La metteure en scène Mélanie Roy a retenu sept des neuf saynètes qui composent ce délire théâtral, récipiendaire de trois Molières en 2002. Les habitués de La Petite Licorne n’en sont certes pas à leur première incursion au pays de l’absurde, et ils retrouveront dans ces courtes pièces une incongruité semblable à celle qui teintait la trilogie américaine mise en scène au même endroit par Frédéric Blanchette, du Théâtre ni plus ni moins. Cette fois encore, le train-train quotidien et l’ordinaire basculent soudainement dans l’étrangeté comique.

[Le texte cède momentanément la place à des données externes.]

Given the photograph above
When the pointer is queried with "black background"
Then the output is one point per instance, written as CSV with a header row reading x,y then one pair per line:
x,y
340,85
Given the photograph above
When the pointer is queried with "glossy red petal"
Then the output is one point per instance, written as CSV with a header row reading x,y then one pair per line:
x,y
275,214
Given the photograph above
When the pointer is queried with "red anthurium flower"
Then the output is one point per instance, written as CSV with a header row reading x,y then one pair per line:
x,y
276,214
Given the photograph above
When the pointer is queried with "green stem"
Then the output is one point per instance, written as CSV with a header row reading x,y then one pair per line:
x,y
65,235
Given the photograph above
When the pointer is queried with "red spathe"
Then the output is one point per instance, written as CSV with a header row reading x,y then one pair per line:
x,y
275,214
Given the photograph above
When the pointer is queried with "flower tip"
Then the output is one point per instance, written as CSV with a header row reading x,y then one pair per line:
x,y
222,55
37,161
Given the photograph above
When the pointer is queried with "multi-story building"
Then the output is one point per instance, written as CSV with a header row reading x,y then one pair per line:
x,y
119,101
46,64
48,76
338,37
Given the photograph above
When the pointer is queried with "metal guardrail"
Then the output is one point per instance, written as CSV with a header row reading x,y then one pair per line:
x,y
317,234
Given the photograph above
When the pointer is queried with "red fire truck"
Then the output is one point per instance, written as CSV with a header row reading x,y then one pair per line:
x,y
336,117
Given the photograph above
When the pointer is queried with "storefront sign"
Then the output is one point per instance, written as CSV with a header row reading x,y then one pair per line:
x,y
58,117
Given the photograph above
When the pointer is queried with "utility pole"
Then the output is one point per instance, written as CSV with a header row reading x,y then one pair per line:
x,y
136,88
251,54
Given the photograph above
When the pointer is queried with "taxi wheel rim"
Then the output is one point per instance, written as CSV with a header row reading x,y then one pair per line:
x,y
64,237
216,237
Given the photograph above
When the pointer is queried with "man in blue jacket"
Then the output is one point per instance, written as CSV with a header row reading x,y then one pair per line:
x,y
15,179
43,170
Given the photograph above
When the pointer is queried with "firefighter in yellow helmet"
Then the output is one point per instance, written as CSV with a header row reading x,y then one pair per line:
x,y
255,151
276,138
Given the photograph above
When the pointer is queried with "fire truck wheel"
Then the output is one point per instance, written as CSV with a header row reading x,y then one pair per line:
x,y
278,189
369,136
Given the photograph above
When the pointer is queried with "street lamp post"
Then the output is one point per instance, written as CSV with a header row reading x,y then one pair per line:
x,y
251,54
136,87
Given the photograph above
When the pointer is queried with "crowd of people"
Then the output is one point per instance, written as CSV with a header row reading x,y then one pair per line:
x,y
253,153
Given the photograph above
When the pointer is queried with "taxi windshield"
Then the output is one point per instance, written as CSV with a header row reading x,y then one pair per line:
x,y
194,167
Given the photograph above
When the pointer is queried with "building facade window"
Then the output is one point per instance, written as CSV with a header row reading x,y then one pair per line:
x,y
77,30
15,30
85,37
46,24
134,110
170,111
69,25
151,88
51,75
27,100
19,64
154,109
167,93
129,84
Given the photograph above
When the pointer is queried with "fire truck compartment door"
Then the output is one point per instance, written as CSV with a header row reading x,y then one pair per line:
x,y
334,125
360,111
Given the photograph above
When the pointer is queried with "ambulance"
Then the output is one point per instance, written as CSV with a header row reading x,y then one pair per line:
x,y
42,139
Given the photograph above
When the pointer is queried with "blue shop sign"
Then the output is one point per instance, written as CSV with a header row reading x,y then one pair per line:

La soirée débute dans les coulisses de la Comédie-Française, où Jean-Claude affronte sa femme Louise, enragée par son refus de féliciter sa belle-soeur qui vient de triompher dans Phèdre. Le pauvre homme a souffert le martyre et ne peut se résoudre à dire bravo, voire juste "o", à sa tortionnaire. La scène de ménage s’annonce tragique. Lui succède un tête-à-tête entre deux frères, dont l’un se targue d’être enfin devenu plus intelligent que l’autre; puis un hilarant échange entre une adolescente et son père complètement disjoncté, qui nie catégoriquement que le prénom de sa fille soit Monique; et enfin, une (trop longue) visite au musée.
En deuxième partie, place à un joueur de golf qui menace de violer le président américain (!), à une famille perturbée par un stylo-bille géant et à un groupe d’amis convaincu que l’homme s’est beaucoup trop éloigné de son ancêtre, le poisson.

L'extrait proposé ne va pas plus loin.